The book division of Alpina Business Books/United Press has released "Among the Iranians: A Guide to Iran’s Culture and Customs" by Sofia Koutlaki.
Never tell an Iranian directly what you want from him. At the same time, you should be prepared to answer questions from strangers, such as: "How much did you pay for that watch?" Iranians will not sit at the dinner table until twice asked to do so by the owner of the home, but they are quick to invite a new acquaintance to their homes for dinner. In Iran, taxi drivers sometimes refuse money and there are never any lines in the shops. The Persian language is similar to German. Women drive cars and work full-time, but they are forbidden to pluck their eyebrows before their wedding day. Men bathe their children, clean vegetables and only appear in public wearing custom-tailored suits.
A Greek, Sofia Koutlaki has lived in Iran for almost 20 years, and during that time she managed to break every possible law of Persian courtesy. She wrote this book for those who want to understand the rules of life in the world’s most closed country and to avoid repeating the mistakes she made.

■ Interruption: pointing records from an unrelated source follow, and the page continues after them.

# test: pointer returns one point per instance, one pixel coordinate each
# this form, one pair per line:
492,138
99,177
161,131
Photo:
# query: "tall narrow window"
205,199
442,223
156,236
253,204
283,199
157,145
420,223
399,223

Koutlaki has been married to an Iranian man for 20 years. For 20 years she has worn a veil, spent five hours preparing lunch, obeys the wishes of her in-laws, reads poems by great Persian poets in the original language, watches television series about the prophet Muhammad and in all ways loves the country. Her hope is that those who read the book will stop considering Iran the "axis of evil," the main cause of instability in the Middle East and a country that violates the rights of women. The author invites readers to recall the great cultural heritage of Persia, to feel the poetic perfection of the Farsi language and to take the first opportunity to become acquainted with famous Persian hospitality.